MOTS-CLÉS : données de grande dimension, projection locale non linéaire, visualisation, exploration, point de vue,
Analyse en composantes curvilignes, placement d’objets dans un champ de forces, signature génomique,
bioinformatique.
1
Introduction
Les données de grande dimension posent des problèmes inhabituels d'analyse, étant donné que les
propriétés des espaces qui les contiennent ne sont pas nécessairement "évidentes". La notion de voisinage
en particulier doit être réexaminée pour tenir compte du nombre de dimensions. En particulier (notamment
dans le cas d'un espace euclidien), on est souvent confronté au problème de l'espace vide et de la
concentration de mesure : quand le nombre de dimensions est élevé, le voisinage immédiat d'une donnée
est très peu occupé tandis que la plupart des autres données se trouvent à des distances très comparables
de cette dernière. D'une manière générale, les distances entre données de grande dimension sont très
concentrées autour de leur moyenne.
L'exploration et l'analyse des données de grande dimension s'effectuent souvent à l'aide de méthodes de
réduction dimensionnelle. L'analyse en composantes principales (ACP), les techniques de
"multidimensional scaling" (MDS) [COX 94], les cartes de Kohonen (SOM) [KOH 97] sont des outils
classiques dans ce contexte. D'une manière générale, une fonction de coût (loss function) permet de
construire les règles de projection de l'espace original des données vers l'espace cible de dimension plus
faible. Pour les problèmes de classification, la conservation du voisinage apparaît un des aspects
importants à maîtriser. Dans ce travail, on présente une méthode de projection non linéaire de type MDS
dont le but explicite est de préserver "au mieux" le voisinage des données. On analysera ensuite les
conséquences de cette réduction de dimension pour un problème de classification de données de grande
dimension concernant les signatures génomiques.
2
Principes du modèle de réduction de la dimension des données
L'approche qui est présentée ici est du type MDS. Il convient donc de définir des métriques pour l'espace
d'origine des données et pour l'espace cible, une fonction de coût qui s'intéresse à caractériser l'erreur
réalisée lors de la projection des données, enfin un algorithme de projection. D'une manière générale, les
caractéristiques des données à analyser sont à prendre en considération pour choisir ces différents
éléments.
2.1
Métrique et fonction de coût
Les données d'études concernent la signature génomique. Cette dernière caractérise la molécule d'ADN
par 256 variables fréquentielles, définies sur un intervalle borné [0-1]. La signature génomique est
spécifique à chaque espèce vivante. Elle peut être obtenue à partir de l'examen d'une fraction relativement
faible du matériel génétique de l'espèce. En pratique, une séquence de 2000 nucléotides en donne une
bonne approximation. La métrique euclidienne permet de montrer des différences statistiquement
significatives entre les signatures génomiques des espèces [DES 99]. Cette métrique sera donc choisie
pour illustrer la méthode.
Pour définir la fonction de coût, on s'intéresse à l'ensemble des distances entre toutes les données (ou une
partie d'entre elles, voir étape d'initialisation, en 2.4), dans l'espace des données et dans l'espace cible. La
fonction de coût caractérise l'erreur de projection par les écarts entre distances entre objets mesurés dans
ces deux espaces. Cependant, pour préserver préférentiellement les distances concernant le voisinage
proche, une pondération est appliquée progressivement pendant la phase d'optimisation de la projection
pour réduire l'impact des erreurs liées aux grandes distances sur la construction locale de l'espace cible.

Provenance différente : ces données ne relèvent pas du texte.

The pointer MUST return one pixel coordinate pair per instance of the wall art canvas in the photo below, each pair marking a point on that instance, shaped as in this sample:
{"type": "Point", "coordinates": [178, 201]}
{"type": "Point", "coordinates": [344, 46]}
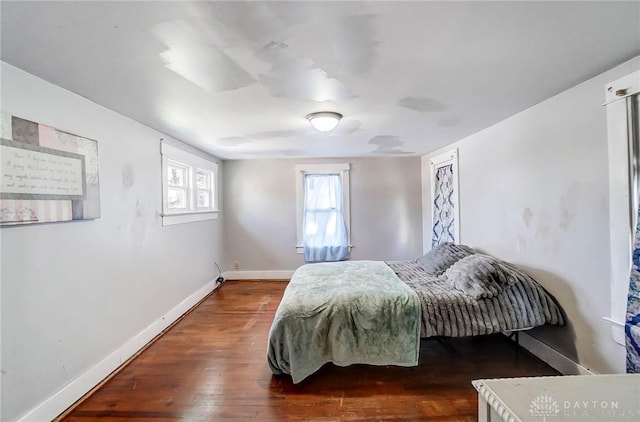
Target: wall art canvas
{"type": "Point", "coordinates": [47, 175]}
{"type": "Point", "coordinates": [444, 197]}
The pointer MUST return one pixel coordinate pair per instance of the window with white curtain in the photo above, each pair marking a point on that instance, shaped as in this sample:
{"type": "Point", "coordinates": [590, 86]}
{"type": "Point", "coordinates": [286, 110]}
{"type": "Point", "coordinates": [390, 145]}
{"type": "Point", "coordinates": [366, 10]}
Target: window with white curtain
{"type": "Point", "coordinates": [323, 212]}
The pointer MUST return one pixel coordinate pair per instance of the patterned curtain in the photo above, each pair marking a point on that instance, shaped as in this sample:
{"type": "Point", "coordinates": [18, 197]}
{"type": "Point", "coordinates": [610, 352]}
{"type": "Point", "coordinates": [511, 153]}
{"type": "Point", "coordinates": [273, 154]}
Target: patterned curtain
{"type": "Point", "coordinates": [443, 206]}
{"type": "Point", "coordinates": [632, 326]}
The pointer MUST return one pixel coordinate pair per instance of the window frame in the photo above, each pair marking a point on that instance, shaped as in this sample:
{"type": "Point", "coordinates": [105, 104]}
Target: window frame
{"type": "Point", "coordinates": [442, 160]}
{"type": "Point", "coordinates": [193, 164]}
{"type": "Point", "coordinates": [623, 188]}
{"type": "Point", "coordinates": [343, 170]}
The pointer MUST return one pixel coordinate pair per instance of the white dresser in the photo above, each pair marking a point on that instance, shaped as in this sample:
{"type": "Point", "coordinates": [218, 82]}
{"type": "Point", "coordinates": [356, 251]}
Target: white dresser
{"type": "Point", "coordinates": [597, 398]}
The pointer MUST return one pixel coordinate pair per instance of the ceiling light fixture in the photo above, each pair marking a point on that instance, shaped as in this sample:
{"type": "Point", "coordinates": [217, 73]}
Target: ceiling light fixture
{"type": "Point", "coordinates": [324, 121]}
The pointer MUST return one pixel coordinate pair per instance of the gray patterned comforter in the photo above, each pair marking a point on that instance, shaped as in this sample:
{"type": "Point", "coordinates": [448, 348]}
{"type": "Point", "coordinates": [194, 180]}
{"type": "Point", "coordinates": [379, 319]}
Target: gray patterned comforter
{"type": "Point", "coordinates": [447, 311]}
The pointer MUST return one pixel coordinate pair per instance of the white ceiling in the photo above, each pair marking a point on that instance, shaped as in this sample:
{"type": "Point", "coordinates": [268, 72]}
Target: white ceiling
{"type": "Point", "coordinates": [236, 79]}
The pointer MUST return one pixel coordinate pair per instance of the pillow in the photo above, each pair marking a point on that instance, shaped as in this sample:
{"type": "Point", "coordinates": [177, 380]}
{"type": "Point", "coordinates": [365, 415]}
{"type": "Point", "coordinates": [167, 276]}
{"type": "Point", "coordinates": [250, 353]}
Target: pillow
{"type": "Point", "coordinates": [479, 276]}
{"type": "Point", "coordinates": [441, 257]}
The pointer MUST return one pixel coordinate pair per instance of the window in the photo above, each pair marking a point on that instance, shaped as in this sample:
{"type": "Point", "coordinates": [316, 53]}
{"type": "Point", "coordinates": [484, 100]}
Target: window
{"type": "Point", "coordinates": [189, 186]}
{"type": "Point", "coordinates": [445, 225]}
{"type": "Point", "coordinates": [323, 222]}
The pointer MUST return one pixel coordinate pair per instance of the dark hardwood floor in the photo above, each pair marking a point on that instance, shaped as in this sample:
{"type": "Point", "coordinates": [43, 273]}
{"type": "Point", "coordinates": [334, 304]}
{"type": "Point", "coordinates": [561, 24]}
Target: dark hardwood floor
{"type": "Point", "coordinates": [211, 366]}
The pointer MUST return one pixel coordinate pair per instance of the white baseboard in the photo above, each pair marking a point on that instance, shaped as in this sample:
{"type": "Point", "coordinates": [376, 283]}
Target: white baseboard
{"type": "Point", "coordinates": [552, 357]}
{"type": "Point", "coordinates": [257, 275]}
{"type": "Point", "coordinates": [69, 394]}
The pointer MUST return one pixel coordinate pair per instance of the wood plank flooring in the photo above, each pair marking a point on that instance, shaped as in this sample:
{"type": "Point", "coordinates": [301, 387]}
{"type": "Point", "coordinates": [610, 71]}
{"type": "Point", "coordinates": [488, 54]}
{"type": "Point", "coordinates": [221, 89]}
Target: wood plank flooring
{"type": "Point", "coordinates": [211, 366]}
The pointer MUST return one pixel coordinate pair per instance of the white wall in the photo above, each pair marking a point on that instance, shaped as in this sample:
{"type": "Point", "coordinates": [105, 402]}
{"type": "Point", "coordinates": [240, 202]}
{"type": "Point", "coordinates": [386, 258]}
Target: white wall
{"type": "Point", "coordinates": [72, 293]}
{"type": "Point", "coordinates": [260, 211]}
{"type": "Point", "coordinates": [534, 191]}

Cette approche s'inspire des travaux de P. Demartines et J. Herault [DEM 97] ainsi que ceux de T.
Kohonen [KON 97].
2.2
Algorithme d'optimisation
En général la position optimale des données à projeter dans l'espace cible ne peut être obtenue de manière
analytique. Il faut mettre en oeuvre un algorithme de minimisation de fonction possédant des
caractéristiques de robustesse et de convergence reconnues. Classiquement, dans le contexte des MDS, on
utilise la méthode de Newton-Raphson généralisée, la méthode TABU Search [GLO 95], les algorithmes
génétiques [GOL 89], le recuit simulé [DOW 95]. Nous proposons de mettre en place une méthode
dynamique fondée sur le concept de « placement d’objets dans un champ de force » ("Force Directed
Placement" ou FDP) [FRU 91]. La méthode FPD, qui a été décrite au début des années 80, est très utilisée
par exemple pour déterminer de manière optimale la position des différents éléments d'un circuit imprimé
(VLSI). Elle est par contre peu connue dans le domaine de l'analyse de données. La métaphore peut être
explicitée de la manière suivante : Les données exercent des forces les unes sur les autres dont l’intensité
dépend de l’écart (pondéré) entre les distances entre elles dans l’espace d’origine et dans l’espace cible.

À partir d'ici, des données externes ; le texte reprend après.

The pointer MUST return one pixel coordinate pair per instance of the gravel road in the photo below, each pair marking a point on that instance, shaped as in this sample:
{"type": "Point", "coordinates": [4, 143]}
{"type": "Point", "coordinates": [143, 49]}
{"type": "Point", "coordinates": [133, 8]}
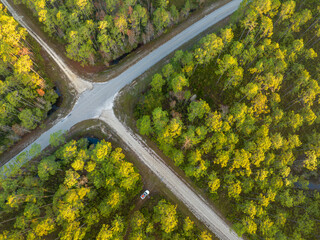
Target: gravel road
{"type": "Point", "coordinates": [96, 101]}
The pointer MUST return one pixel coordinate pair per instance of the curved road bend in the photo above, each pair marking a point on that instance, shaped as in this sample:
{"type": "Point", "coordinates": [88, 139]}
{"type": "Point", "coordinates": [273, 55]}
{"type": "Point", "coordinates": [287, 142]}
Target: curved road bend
{"type": "Point", "coordinates": [96, 101]}
{"type": "Point", "coordinates": [78, 83]}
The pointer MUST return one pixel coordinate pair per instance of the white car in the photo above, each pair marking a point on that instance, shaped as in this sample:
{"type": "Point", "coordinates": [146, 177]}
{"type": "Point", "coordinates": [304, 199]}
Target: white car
{"type": "Point", "coordinates": [146, 193]}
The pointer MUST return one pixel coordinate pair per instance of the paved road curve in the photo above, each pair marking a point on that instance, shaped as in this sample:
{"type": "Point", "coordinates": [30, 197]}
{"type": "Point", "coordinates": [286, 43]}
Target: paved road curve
{"type": "Point", "coordinates": [96, 101]}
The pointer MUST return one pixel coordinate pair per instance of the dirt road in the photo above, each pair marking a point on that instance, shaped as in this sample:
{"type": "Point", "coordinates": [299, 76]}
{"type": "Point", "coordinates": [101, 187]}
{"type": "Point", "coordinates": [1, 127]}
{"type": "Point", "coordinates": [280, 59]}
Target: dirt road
{"type": "Point", "coordinates": [96, 101]}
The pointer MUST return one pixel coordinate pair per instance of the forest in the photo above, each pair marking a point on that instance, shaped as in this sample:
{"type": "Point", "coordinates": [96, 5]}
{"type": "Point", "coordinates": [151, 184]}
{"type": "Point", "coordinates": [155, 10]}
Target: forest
{"type": "Point", "coordinates": [100, 31]}
{"type": "Point", "coordinates": [84, 191]}
{"type": "Point", "coordinates": [25, 95]}
{"type": "Point", "coordinates": [239, 113]}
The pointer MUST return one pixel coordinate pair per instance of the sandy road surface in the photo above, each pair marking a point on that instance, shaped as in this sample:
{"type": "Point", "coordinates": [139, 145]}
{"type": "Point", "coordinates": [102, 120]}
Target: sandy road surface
{"type": "Point", "coordinates": [79, 84]}
{"type": "Point", "coordinates": [96, 101]}
{"type": "Point", "coordinates": [197, 205]}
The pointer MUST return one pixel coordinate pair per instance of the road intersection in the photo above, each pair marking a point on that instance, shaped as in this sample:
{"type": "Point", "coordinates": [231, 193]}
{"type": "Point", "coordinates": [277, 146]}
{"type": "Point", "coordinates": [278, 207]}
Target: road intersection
{"type": "Point", "coordinates": [95, 101]}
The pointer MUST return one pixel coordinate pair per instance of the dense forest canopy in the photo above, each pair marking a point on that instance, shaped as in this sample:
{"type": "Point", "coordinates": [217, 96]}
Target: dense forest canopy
{"type": "Point", "coordinates": [250, 136]}
{"type": "Point", "coordinates": [25, 96]}
{"type": "Point", "coordinates": [85, 191]}
{"type": "Point", "coordinates": [103, 30]}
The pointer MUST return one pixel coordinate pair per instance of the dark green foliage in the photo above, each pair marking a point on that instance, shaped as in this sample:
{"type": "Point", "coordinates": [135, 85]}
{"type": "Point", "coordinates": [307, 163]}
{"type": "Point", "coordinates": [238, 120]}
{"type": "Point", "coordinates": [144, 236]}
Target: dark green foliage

Dans le cadre de notre implémentation, les forces sont générées par l’action de ressorts dont la longueur
au repos correspond à la distance entre les données qu’ils lient dans l’espace d’origine. A partir d'un état
initial où les données sont placées le plus judicieusement possible dans l'espace cible, le système converge
vers un état d'énergie minimum pour lequel les contraintes d'interaction entre les données sont satisfaites
au mieux. Cette approche est très intéressante dans le cas des MDS, étant donné sa vitesse de convergence
et ses possibilités à échapper aux minimums locaux.
Pour les problèmes de quelques milliers de données, il est possible de mettre directement en place la
procédure FDP pour le placement des données dans l'espace cible. Pour les problèmes de plus grande
dimension, il est souvent intéressant de sélectionner un certain nombre de données pour définir
grossièrement la topologie de l'espace d'arrivée, dans un premier temps. Les autres données sont ensuite
positionnées par rapport aux précédentes, en satisfaisant préférentiellement les contraintes locales. Nous
avons observé que cette approche hiérarchique de la projection est très efficace, surtout lorsque les
données initiales sont choisies après clustering.
2.3
Exemple de projection par la méthode FDP-MDS
Les données à projeter ont trois dimensions. Elles sont organisées en 2 boîtes cubiques avec un couvercle
ouvert ne pointant pas dans la même direction. La projection dans un espace à 2 dimensions par FDPMDS développe correctement les 2 boîtes et effectue une torsion de l'espace à grande échelle (Fig. 1). Les
relations de voisinage sont conservées de manière satisfaisante.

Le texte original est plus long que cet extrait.